Step 1: Per-Agent Token Bucket
Token bucket is ideal for agents - it allows bursts (agents work in bursts) while enforcing a steady-state rate:
TOKEN_BUCKET_SCRIPT = """
local key = KEYS[1]
local capacity = tonumber(ARGV[1])
local refill_rate = tonumber(ARGV[2])
local requested = tonumber(ARGV[3])
local now = tonumber(ARGV[4])
local bucket = redis.call('HMGET', key, 'tokens', 'last_refill')
local tokens = tonumber(bucket[1])
local last_refill = tonumber(bucket[2])
if tokens == nil then
tokens = capacity
last_refill = now
end
local elapsed = now - last_refill
tokens = math.min(capacity, tokens + elapsed * refill_rate)
if tokens >= requested then
tokens = tokens - requested
redis.call('HMSET', key, 'tokens', tokens, 'last_refill', now)
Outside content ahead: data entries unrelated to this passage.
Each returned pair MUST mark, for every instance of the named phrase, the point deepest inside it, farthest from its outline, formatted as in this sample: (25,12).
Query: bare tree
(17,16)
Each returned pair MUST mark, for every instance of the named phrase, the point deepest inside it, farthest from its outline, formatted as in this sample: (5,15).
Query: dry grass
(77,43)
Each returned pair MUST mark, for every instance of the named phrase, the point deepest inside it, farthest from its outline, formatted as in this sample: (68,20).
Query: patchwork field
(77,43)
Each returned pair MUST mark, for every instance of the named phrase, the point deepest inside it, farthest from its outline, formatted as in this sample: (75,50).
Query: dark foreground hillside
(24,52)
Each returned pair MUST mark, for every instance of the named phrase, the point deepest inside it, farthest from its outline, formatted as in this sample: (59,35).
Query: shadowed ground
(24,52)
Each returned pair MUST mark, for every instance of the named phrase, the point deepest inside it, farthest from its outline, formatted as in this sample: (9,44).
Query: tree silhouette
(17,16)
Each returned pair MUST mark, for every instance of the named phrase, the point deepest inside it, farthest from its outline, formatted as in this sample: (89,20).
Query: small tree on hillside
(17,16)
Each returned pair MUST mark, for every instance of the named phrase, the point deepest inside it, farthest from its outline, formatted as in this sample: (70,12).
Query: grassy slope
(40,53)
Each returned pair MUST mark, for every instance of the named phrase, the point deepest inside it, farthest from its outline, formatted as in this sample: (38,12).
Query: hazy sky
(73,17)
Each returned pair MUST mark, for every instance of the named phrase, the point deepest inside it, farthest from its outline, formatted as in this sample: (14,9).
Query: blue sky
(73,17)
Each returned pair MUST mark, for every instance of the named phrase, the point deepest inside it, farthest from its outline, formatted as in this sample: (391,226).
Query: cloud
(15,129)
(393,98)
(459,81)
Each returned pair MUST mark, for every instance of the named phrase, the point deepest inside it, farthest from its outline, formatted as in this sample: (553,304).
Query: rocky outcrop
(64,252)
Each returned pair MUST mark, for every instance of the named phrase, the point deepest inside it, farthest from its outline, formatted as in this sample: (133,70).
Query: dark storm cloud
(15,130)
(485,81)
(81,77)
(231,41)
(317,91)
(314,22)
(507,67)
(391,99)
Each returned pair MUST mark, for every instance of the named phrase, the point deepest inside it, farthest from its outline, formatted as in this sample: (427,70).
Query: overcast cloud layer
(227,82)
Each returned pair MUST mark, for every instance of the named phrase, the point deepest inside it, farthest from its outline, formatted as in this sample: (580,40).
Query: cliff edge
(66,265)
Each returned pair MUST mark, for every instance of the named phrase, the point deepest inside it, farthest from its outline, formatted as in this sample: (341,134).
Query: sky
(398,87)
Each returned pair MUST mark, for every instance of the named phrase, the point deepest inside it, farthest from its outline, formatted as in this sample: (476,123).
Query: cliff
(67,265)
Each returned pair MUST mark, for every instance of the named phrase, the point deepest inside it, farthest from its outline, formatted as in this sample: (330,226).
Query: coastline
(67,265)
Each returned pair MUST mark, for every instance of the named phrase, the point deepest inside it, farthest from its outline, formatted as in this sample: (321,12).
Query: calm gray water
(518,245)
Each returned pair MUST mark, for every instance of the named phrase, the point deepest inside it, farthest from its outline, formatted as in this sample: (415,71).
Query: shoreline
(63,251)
redis.call('EXPIRE', key, 3600)
return {1, tokens}
else
redis.call('HMSET', key, 'tokens', tokens, 'last_refill', now)
redis.call('EXPIRE', key, 3600)
local wait = (requested - tokens) / refill_rate
return {0, tokens, math.ceil(wait * 1000)}
end
"""
Step 2: Tool-Specific Costs
Different tools have different costs. A web search is cheap; code execution is expensive:
TOOL_COSTS = {
"web_search": 1,
"read_page": 1,
"llm_call": 3, # LLM calls cost 3x
"code_execute": 5, # Code execution costs 5x
"image_generate": 10, # Image gen costs 10x
}
def agent_tool_check(agent_id: str, tool_name: str) -> dict:
cost = TOOL_COSTS.get(tool_name, 1)
result = agent_check(agent_id, capacity=50, refill_rate=5.0, cost=cost)
result["tool"] = tool_name
result["cost"] = cost
return result
Step 3: Concurrent Agent Limit
Limit how many agents can run simultaneously per user using a Sorted Set with TTL:
def acquire_agent_slot(user_id: str, agent_id: str, max_concurrent: int = 3, ttl: int = 300) -> bool:
key = f"concurrent:{user_id}"
now = time.time()
client.zremrangebyscore(key, "-inf", now) # Clean expired
current = client.zcard(key)
if current >= max_concurrent:
return False
client.zadd(key, {agent_id: now + ttl})
client.expire(key, ttl)
return True
Step 4: Agent Budget Tracking
def track_agent_spend(agent_id: str, tokens: int, model: str = "gpt-4"):
cost_per_1k = {"gpt-4": 0.03, "gpt-4o": 0.005}
cost = (tokens / 1000) * cost_per_1k.get(model, 0.01)
pipe = client.pipeline()
pipe.incrbyfloat(f"agent:spend:{agent_id}:total", cost)
pipe.incrbyfloat(f"agent:spend:{agent_id}:today", cost)
pipe.expire(f"agent:spend:{agent_id}:today", 86400)
pipe.execute()
Key Patterns: Call rate limit (Hash token bucket), tool-weighted costs (Lua script), concurrent agents (Sorted Set + TTL), budget tracking (INCRBYFLOAT).